Friday, March 11, 2011

Shame and guilt keep smokers smoking

Often what keeps smokers smoking is either shame or guilt or both. As a coach, I never want to add to either emotion with my clients. Shame is "there is something wrong with me (that's why I can't quit)". Guilt is "I'm doing something wrong (but I don't know how to stop)". I remember feeling both after my first cancer diagnosis---even smokers would bug me to quit--"VJ, why are you smoking, you've had cancer?" This was back in the late '80's and I would get mad because even though I wanted to quit, I didn't know how and because I had tried and failed so many times, I figured something is wrong with me. The last time I relapsed, I became a closet smoker--nobody knew I had gone back to smoking because I just didn't want to hear any remarks. Finally at a 4th of July party, I couldn't stand it anymore and I lite up. You could hear the disappointment in a friends voice when she said, "but you were doing so well."---not really I had been smoking for months, she just didn't know it.

So  when my quitters talk to others about quitting, I suggest they say--"If I can quit, there is hope for you too, I know you can be successful, when you're ready"--instead of "If I can do it, you can too"---just a slightly different phrasing but the impact can be great. Haven't we all heard some "holier than thou" former smokers bellow--"If I can quit, ANYBODY can quit" and in the back of our minds we're thinking--not me, I've tried and I can't, which increases feelings of shame and/or guilt.

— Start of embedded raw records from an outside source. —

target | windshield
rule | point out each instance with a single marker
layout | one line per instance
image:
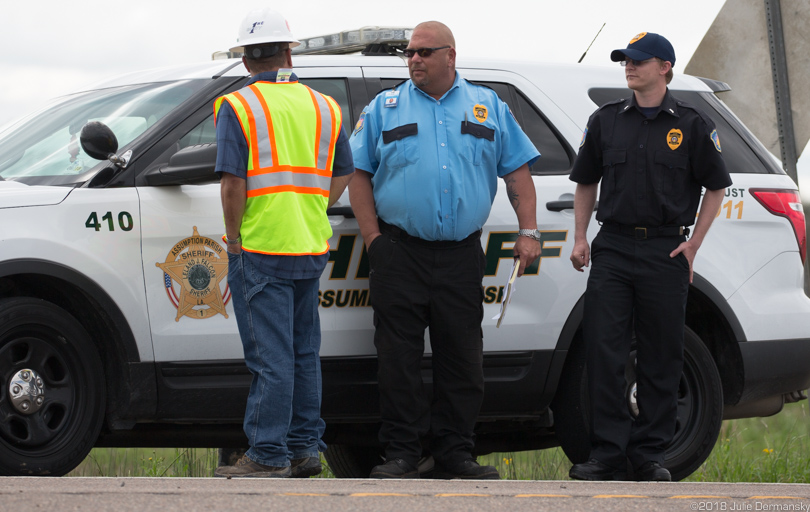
(44, 149)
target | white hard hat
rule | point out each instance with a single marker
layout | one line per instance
(264, 26)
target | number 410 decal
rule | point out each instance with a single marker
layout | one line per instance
(124, 221)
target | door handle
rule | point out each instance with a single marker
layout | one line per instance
(558, 206)
(346, 211)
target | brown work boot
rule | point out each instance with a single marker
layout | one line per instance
(305, 467)
(246, 468)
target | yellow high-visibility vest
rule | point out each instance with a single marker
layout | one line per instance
(291, 132)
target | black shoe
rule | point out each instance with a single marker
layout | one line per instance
(652, 471)
(394, 468)
(594, 470)
(305, 467)
(466, 470)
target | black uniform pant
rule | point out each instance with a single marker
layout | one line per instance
(634, 286)
(417, 285)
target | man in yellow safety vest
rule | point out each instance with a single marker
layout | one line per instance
(283, 160)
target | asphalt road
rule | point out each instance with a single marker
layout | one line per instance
(319, 495)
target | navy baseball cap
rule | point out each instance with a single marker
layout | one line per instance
(646, 46)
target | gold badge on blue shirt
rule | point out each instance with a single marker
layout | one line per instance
(716, 140)
(480, 113)
(674, 138)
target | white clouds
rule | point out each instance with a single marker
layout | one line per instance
(59, 46)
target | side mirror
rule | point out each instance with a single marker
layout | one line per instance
(98, 140)
(189, 166)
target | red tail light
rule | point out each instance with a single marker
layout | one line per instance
(788, 204)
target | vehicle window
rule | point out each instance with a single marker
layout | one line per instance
(205, 132)
(742, 152)
(336, 88)
(556, 157)
(44, 149)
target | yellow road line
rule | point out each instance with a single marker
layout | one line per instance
(774, 498)
(456, 495)
(618, 496)
(542, 495)
(375, 494)
(696, 497)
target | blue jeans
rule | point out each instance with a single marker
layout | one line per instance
(281, 335)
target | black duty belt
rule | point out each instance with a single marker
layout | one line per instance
(401, 234)
(642, 233)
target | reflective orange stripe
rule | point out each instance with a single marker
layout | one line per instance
(270, 129)
(318, 126)
(290, 168)
(288, 188)
(251, 129)
(335, 132)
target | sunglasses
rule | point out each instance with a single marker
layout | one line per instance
(422, 52)
(635, 62)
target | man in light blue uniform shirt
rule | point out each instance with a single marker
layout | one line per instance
(431, 151)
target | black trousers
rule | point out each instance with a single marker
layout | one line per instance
(415, 286)
(634, 286)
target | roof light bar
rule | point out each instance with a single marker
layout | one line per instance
(351, 41)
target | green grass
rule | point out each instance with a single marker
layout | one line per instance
(774, 449)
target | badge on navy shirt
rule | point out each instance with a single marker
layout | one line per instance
(391, 98)
(674, 138)
(716, 140)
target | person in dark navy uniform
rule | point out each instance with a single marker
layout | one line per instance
(652, 154)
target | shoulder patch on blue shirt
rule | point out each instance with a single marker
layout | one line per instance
(359, 125)
(584, 134)
(391, 98)
(716, 140)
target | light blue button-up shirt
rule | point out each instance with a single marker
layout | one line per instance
(433, 175)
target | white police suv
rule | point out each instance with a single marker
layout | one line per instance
(116, 320)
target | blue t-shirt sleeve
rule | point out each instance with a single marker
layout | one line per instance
(232, 150)
(344, 163)
(516, 147)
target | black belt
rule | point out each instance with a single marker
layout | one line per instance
(642, 233)
(401, 234)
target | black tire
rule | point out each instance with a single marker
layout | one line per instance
(700, 407)
(38, 336)
(350, 461)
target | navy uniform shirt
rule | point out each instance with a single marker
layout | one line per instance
(435, 163)
(232, 157)
(651, 169)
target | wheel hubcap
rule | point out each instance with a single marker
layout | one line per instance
(27, 391)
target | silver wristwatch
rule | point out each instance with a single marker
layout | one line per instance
(531, 233)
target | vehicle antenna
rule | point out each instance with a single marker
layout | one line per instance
(589, 46)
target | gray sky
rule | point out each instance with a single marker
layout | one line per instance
(50, 48)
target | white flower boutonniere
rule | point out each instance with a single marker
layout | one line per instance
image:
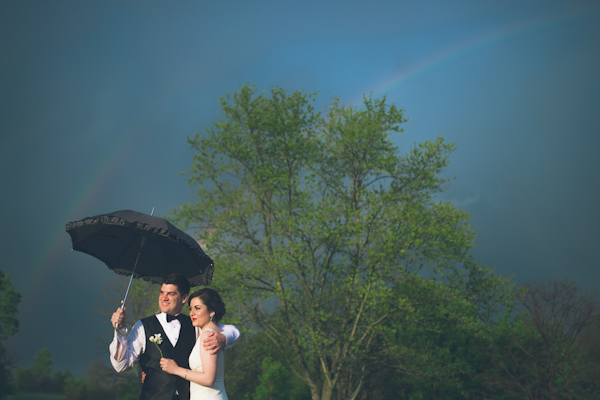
(157, 339)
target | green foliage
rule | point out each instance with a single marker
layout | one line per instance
(315, 222)
(9, 325)
(9, 300)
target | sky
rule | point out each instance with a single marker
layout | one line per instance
(97, 100)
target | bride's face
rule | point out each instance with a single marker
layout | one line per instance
(199, 314)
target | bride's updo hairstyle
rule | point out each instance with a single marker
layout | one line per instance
(212, 301)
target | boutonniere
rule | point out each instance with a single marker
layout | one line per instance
(157, 339)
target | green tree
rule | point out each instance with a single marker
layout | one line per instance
(316, 219)
(9, 325)
(546, 351)
(9, 300)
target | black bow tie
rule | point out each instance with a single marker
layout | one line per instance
(171, 318)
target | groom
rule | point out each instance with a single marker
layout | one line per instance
(178, 338)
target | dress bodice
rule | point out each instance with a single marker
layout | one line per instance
(217, 390)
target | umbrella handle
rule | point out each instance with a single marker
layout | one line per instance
(116, 326)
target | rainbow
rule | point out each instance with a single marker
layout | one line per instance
(49, 256)
(445, 56)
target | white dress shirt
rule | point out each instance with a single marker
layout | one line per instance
(134, 344)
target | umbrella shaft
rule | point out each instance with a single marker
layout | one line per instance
(133, 271)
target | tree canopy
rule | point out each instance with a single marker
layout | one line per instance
(324, 235)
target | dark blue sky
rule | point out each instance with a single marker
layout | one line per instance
(97, 99)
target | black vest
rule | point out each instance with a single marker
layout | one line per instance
(159, 385)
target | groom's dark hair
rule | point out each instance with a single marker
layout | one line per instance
(183, 285)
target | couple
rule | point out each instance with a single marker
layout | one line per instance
(168, 344)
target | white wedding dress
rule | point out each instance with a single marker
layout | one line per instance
(217, 390)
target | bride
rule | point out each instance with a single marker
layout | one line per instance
(207, 370)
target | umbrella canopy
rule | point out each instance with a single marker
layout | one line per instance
(127, 239)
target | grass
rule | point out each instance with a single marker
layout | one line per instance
(21, 395)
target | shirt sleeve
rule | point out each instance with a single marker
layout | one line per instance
(232, 334)
(132, 346)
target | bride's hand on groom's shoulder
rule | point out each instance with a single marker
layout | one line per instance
(168, 365)
(213, 341)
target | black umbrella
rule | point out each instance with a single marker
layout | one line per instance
(141, 245)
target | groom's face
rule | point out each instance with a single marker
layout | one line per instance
(170, 301)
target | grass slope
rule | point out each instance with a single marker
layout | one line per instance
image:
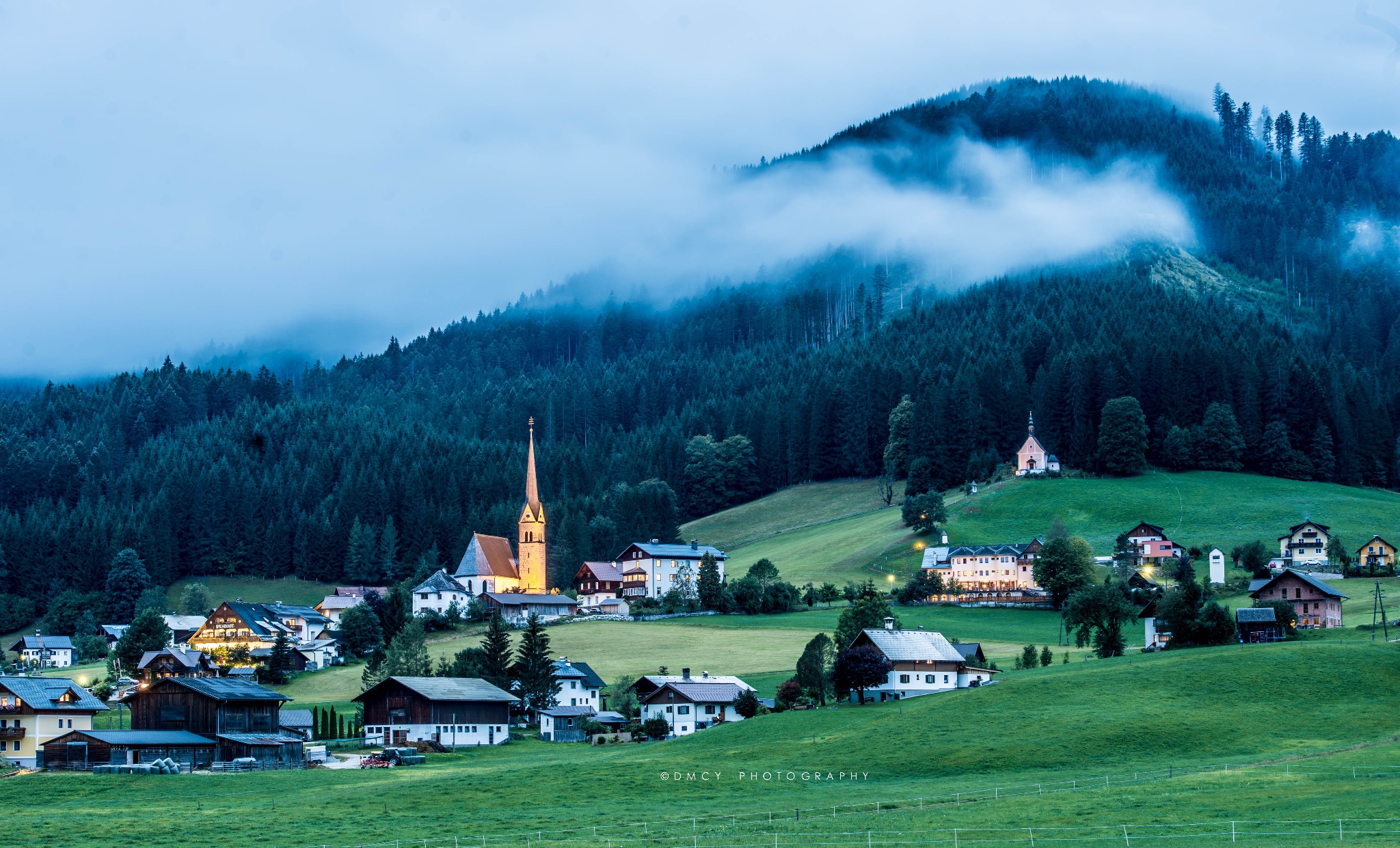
(254, 590)
(1204, 508)
(1088, 718)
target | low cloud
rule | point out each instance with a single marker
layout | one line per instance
(315, 177)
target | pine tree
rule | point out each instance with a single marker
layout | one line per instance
(535, 669)
(363, 559)
(280, 665)
(496, 653)
(125, 582)
(1123, 437)
(1220, 444)
(710, 588)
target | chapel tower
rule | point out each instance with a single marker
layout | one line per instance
(533, 530)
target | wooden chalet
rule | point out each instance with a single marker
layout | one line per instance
(176, 662)
(446, 710)
(239, 715)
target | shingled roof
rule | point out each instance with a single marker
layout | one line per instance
(448, 689)
(697, 692)
(44, 693)
(905, 646)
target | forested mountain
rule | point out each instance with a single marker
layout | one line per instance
(356, 471)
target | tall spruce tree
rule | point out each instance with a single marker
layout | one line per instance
(535, 669)
(496, 653)
(1123, 437)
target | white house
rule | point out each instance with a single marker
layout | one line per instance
(921, 662)
(578, 685)
(693, 705)
(439, 592)
(1305, 545)
(46, 653)
(665, 566)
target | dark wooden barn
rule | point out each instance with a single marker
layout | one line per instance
(447, 710)
(84, 749)
(241, 717)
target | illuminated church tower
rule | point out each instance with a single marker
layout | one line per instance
(533, 530)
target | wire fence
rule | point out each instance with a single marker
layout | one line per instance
(1277, 832)
(741, 829)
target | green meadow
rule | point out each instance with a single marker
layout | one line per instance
(1199, 508)
(1315, 707)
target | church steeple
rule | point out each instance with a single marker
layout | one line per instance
(531, 542)
(531, 487)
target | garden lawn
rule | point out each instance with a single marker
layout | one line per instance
(1081, 720)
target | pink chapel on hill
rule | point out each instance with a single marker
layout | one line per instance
(1032, 456)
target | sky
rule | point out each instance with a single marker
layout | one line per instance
(196, 178)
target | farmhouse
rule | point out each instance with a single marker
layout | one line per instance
(239, 715)
(256, 626)
(649, 683)
(84, 749)
(921, 662)
(1378, 553)
(1154, 630)
(578, 685)
(1032, 458)
(518, 606)
(36, 710)
(664, 566)
(176, 662)
(598, 581)
(693, 705)
(444, 710)
(1317, 603)
(440, 592)
(45, 653)
(1305, 545)
(1151, 545)
(490, 566)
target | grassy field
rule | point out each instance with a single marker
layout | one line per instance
(1263, 703)
(1202, 508)
(255, 590)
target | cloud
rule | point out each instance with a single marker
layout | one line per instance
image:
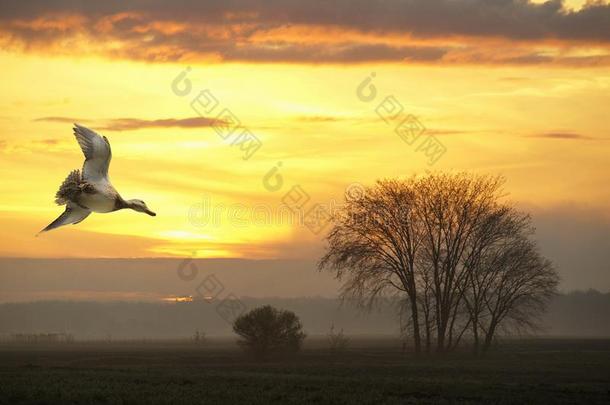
(342, 31)
(130, 124)
(562, 135)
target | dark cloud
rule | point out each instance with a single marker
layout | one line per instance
(128, 124)
(156, 30)
(69, 120)
(562, 135)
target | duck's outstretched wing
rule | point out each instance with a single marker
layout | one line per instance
(72, 215)
(96, 149)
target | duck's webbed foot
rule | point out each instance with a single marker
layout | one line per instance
(86, 188)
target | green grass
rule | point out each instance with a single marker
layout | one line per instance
(535, 371)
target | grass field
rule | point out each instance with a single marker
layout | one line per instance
(372, 371)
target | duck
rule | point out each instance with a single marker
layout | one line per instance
(90, 190)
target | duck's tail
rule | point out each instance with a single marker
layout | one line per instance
(69, 188)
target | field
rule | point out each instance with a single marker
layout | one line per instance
(371, 371)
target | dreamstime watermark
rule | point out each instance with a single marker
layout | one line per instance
(407, 127)
(211, 290)
(226, 124)
(291, 211)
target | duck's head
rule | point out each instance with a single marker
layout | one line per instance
(140, 206)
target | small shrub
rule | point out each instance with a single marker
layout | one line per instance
(199, 337)
(338, 342)
(266, 330)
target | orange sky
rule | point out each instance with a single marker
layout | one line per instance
(542, 122)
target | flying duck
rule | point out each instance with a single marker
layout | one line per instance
(90, 190)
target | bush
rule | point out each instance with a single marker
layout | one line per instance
(266, 330)
(338, 342)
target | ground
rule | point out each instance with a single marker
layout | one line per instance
(372, 371)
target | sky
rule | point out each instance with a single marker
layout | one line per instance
(503, 87)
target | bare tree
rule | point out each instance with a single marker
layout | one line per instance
(461, 260)
(373, 246)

I do believe that anybody can quit--but the timing needs to be right, there needs to be sufficient motivation and desire, there is a re-learning process where the person is going to feel uncomfortable as they are learning to live without smoking and sometimes it doesn't seem worth the effort to learn high effort coping skills when low effort smoking works so well for us. There is physical addiction to deal with as well as emotional ties and habits.

Thursday, March 3, 2011

What is addiction?

Have you ever thought of the perfect response to a comment later? That happened to me a few days ago when I was talking to a group of physicians. One said, "Nicotine is not an addiction. Addiction is when you hold up your mother for money to buy your drugs." I mumbled some answer and only later thought about what I wish I had said:

When I talk about nicotine being addictive, I'm talking about how nicotine hijacks the smokers brain, just as other addictive substances also do. What this man was talking about was the behavior to obtain the addict's drug of choice. It is the difference between an illegal, expensive and hard to obtain drug (such as heroin) and a legal, cheap drug that can be bought in every grocery store. If the roles were reversed between heroin and nicotine, I think you would see more heroin addicts because of increased availability but with a cheap cost, crime would drop. On the other hand, if nicotine were illegal, many smokers would quit due to lack of availability but crime would increase. There would be some smokers that would rob their own mothers to get money to buy cigarettes.

Addicts will do almost anything to get their drug of choice regardless of the drug. It is the disorder of the brain that causes this complusion. I've talked to smokers who are homeless and penniless. They will scour the street for tossed butts that they can finish off or get a pack of papers and re-roll the used tobacco. It that's not an addiction, I don't know what is.